The law to expunge and seal cases in Illinois is a bit tough to piece together. We hope that whether you are currently finishing a sentence or free and clear, this Expeal Quick Guide will give y the starting point you need to begin the process of erasing your criminal record. Once your last case is terminated, meaning every single obligation of your sentence – probation, payment of fees and costs, community service, and any other requirement – you can begin the process of expunging or sealing your charges.
First, you need to figure out if your case is one that qualifies or not. There are a list of charges that will absolutely disqualify you if you are convicted. These includes any sexual offense against a minor, criminal sexual abuse, battery against unborn children and domestic battery, violating criminal or civil no contact orders, dog fighting, DUI in most circumstances, and reckless driving in most circumstances.
Second, you need to figure out whether you can expunge your charges or if you have to seal them. Both are just as important, the end result matters only if you get in trouble again later in your life. A case that is expunged is destroyed but a case that is sealed can be re-opened if you commit a felony again in the future.
If you want to expunge your case, you have to have a clean record – no convictions. The charge you want to expunge should have been an arrest that never resulted in charges or a charge that ended with an acquittal, dismissal, or a conviction that was vacated or reversed. There are also instances with certain orders of supervision and qualified probations that will allow you to expunge your case as well.
If the records you want to expunge are related to an arrest that did not result in charges, you do not have to wait to file to expunge your record.

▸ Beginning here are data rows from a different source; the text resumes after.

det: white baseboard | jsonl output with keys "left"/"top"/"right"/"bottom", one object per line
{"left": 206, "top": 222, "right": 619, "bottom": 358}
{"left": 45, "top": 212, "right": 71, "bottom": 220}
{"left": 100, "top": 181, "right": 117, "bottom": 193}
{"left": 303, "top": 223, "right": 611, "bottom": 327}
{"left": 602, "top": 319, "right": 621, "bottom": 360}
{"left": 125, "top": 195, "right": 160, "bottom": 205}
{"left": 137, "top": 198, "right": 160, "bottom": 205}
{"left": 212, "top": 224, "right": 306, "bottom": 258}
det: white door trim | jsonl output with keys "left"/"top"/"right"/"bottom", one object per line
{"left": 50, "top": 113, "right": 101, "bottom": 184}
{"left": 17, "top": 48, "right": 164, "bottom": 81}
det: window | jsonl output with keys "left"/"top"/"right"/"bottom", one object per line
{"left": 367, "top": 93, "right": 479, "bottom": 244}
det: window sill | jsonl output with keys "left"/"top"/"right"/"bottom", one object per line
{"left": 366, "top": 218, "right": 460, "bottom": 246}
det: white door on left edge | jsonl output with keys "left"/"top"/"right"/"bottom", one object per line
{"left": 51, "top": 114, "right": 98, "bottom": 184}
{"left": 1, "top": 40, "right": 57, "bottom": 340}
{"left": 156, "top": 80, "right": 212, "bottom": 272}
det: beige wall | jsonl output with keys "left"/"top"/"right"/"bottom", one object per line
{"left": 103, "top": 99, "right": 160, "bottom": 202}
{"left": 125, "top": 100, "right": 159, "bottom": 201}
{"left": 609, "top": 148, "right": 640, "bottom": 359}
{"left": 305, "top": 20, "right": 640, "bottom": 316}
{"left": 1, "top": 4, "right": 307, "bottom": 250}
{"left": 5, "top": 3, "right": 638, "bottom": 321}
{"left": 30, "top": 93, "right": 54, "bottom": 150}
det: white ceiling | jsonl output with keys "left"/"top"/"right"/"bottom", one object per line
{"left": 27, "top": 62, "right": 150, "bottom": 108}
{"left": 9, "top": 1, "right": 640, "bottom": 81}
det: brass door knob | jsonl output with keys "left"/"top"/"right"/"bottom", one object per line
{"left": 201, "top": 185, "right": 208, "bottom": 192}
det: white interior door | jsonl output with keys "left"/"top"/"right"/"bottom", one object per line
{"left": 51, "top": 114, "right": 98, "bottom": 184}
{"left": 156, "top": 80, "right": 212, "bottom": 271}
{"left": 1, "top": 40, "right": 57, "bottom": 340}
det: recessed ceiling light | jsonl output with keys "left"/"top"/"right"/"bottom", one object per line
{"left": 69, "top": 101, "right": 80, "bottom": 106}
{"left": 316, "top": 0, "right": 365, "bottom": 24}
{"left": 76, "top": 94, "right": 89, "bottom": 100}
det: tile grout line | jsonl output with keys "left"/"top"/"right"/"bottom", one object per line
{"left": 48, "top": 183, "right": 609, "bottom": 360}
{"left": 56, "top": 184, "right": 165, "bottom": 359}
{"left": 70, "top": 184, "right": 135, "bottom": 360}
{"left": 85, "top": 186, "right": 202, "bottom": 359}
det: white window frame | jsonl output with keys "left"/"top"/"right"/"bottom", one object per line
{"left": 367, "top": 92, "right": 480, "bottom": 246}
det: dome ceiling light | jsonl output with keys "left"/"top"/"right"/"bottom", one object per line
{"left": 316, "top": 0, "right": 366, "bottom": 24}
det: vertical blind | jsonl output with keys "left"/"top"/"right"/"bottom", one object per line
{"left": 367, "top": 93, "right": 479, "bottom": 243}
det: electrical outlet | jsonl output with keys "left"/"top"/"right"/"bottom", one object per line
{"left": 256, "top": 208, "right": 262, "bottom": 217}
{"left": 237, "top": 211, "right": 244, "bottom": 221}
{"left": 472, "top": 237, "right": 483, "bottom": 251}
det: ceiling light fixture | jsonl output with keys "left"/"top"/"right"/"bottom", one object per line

If they are related to an order of supervision for a certain of series of charges that are listed and you successfully completed everything, you have to wait 5 years before you can expunge them. If they are related to misdemeanor reckless driving charges you received before you were 25, you have to wait until you are 25 years old. If you want to expunge records related to an order of supervision for charges not listed, you have to wait 2 years. If you want to expunge records related to charges that resulted in a qualified probation that was successfully completed, you have to wait 5 years. Finally, if you want to expunge your records related to a pardon or a certificate of eligibility that allow for expungement, you can file as soon as you have a certified copy of the document.
If you have a conviction on your record or don’t otherwise qualify to expunge your record, you may be able to seal your charges. If you were arrested and released without charges, you can seal the record associated with the arrest. Charges that did not result in a conviction or did result in a conviction, so long as they qualify, can be sealed as well. Convictions for misdemeanors and municipal violations that qualify include those that do not fall under the disqualified list, including those that resulted in orders of supervision or first offender probation. Felony convictions are limited to Class 4 and Class 3 felonies that fall under certain aspects of theft, possession of drugs, deceptive practices, and prostitution.
If the records you want to seal are related to an arrest that did not result in charges, you do not have to wait to file to seal your record. If they are related to charges you were not found guilty of, you can also file right away. If they are related to orders of supervision that were successfully completed, you can seal them after 2 years. If they are related to convictions related to non-disqualifying charges, first offender probation, or one of the permissible felonies, they can be sealed after 4 years. If they are related to misdemeanor reckless driving charges you received before you turned 25, you can seal them as soon as you turn 25. If you receive your GED and you have never received your high school diploma or an equivalent prior to that, you may be able to seal your records as soon as you receive the paperwork confirming your GED. Finally, if you want to seal your records related to a certificate of eligibility that allows for sealing, you can file as soon as you have a certified copy of the document. It is important to note that if you are convicted of a felony after having had your records sealed, they may be unsealed.
The procedure for expunging and sealing records is the same. You have to file a petition that contains your name, date of birth, current address, case number for each charge, date of arrest (if any), and arresting authority (if any), as well as anything else the court asks from you. If you are filing your petition based on a certificate of eligibility you received from the Prison Review Board, you have to attach that as well. If you are filing a petition to seal or expunge certain felonies, you have to attach a drug test that was taken within the last 30 days before you filed your petition. This petition needs to be filed in every county where records related to that case are contained. So if you were arrested in one county and charged in another, you have to file a petition in both counties. That means you also have to pay a filing fee for every petition.
If any of the authorities that have records related to your case have objections to sealing or expunging them, they have 60 days from the day they received the petition to file their objection. If an objection is filed, a hearing has to be held with at least 30 day notice. Whatever evidence is presented at that hearing will be used by the judge to determine whether or not to enter an order granting your request to seal or expunge your record. Anyone who has an objection to the order entered will have 60 days to file a motion to vacate, modify, or reconsider the order. If anyone wants to appeal an order, they have to wait 30 days for it to become final.